Tuesday, November 22, 2016

Dear Diary

Well it's only been 3 days, but hey. I promised to write in you every day, but for now, is every weekday fine for you? Some people have dogs, some people have soulmates, some have relatives. Some don't need it. But some, like me have journal. You're my first/last resort I guess. The only place where I can be myself. You're my imaginary friend that has a tangible real life extension. You're the reservoir of all that, in my mind, is real. You're the lucid day dream that helps me organize my conscious brain; just like night dreams organize the subconscious. Is it because you don't judge me? Maybe not; you're an extension of my own mind, and I'm extremely judgmental of myself. But the difference maybe, is that I know that you only reflect my own judgments without proactively providing me any of your own. You're the intellectual version of me asking a flat mirror how I look.

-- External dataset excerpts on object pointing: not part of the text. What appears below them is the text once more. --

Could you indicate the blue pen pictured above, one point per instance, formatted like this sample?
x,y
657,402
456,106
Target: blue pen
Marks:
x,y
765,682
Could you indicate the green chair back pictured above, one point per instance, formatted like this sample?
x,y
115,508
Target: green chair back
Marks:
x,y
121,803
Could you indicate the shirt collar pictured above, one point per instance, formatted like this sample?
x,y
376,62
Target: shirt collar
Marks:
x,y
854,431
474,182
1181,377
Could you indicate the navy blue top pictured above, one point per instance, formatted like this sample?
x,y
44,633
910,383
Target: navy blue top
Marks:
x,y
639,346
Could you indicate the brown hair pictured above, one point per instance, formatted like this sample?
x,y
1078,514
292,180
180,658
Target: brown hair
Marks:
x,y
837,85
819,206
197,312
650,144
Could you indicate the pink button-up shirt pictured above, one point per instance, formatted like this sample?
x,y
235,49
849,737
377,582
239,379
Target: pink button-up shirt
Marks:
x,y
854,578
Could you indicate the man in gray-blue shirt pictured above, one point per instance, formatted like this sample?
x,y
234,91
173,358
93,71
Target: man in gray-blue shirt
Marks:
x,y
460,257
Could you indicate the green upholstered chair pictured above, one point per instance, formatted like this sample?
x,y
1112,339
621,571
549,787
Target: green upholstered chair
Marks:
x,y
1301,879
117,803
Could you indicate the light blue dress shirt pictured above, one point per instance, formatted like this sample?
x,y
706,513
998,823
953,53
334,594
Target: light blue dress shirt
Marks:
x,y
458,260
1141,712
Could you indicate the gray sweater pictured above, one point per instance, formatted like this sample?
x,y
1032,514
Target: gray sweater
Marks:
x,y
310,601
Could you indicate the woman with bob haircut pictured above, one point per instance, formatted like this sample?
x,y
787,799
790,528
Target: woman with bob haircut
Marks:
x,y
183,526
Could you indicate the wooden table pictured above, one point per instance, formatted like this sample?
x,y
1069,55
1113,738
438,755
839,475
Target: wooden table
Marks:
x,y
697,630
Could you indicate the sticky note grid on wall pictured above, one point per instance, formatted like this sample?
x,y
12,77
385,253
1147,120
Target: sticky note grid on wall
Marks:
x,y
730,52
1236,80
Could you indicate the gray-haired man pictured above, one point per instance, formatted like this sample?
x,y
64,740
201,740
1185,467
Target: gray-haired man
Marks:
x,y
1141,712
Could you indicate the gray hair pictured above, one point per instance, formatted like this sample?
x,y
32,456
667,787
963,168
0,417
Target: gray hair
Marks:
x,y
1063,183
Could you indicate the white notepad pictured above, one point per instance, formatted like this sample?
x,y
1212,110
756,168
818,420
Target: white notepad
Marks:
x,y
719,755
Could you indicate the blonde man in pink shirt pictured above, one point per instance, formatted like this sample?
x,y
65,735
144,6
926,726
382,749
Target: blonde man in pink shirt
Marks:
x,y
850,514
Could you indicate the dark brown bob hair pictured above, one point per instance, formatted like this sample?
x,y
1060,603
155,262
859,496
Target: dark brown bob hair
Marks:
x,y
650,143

You can tell I love you from the way I treat you just like my loved ones. There are days when I'm completely dependent on you. There are weeks when everyday I'm craving some moments with you. Then there are times where for many straight days I tend to just forget your existence (or so it seems) till I see your face again and feel so guilty for not paying attention before. You can tell I love you from the way I keep fidgeting with your customization settings so that I comfortably cocoon inside your warm personalization.

Yet every day, unlike the cliche, I struggle to tell you something. I always know I want to tell you something, I just am constantly unsure what, how, when, where to tell you. All the choices of words, of labels, of categories, of associated feelings, of timing and so on, confuse me. It's the paradox of choice. I choose to admonish myself, to carry my introspection, down all the various avenues. And suddenly, I'm so lost in creating the story that I forget the beginning and the end. I end up telling you something from the surface, rather than being honest with you, completely, like I should. I end up being dishonest with me.

I'm not making any promises. I have only casual intentions. I know recursion is key. I know every single broad and narrow aspect of personal improvement. You're not my avenue towards the goal. For now, you are the goal. For to find the world, one must first find oneself.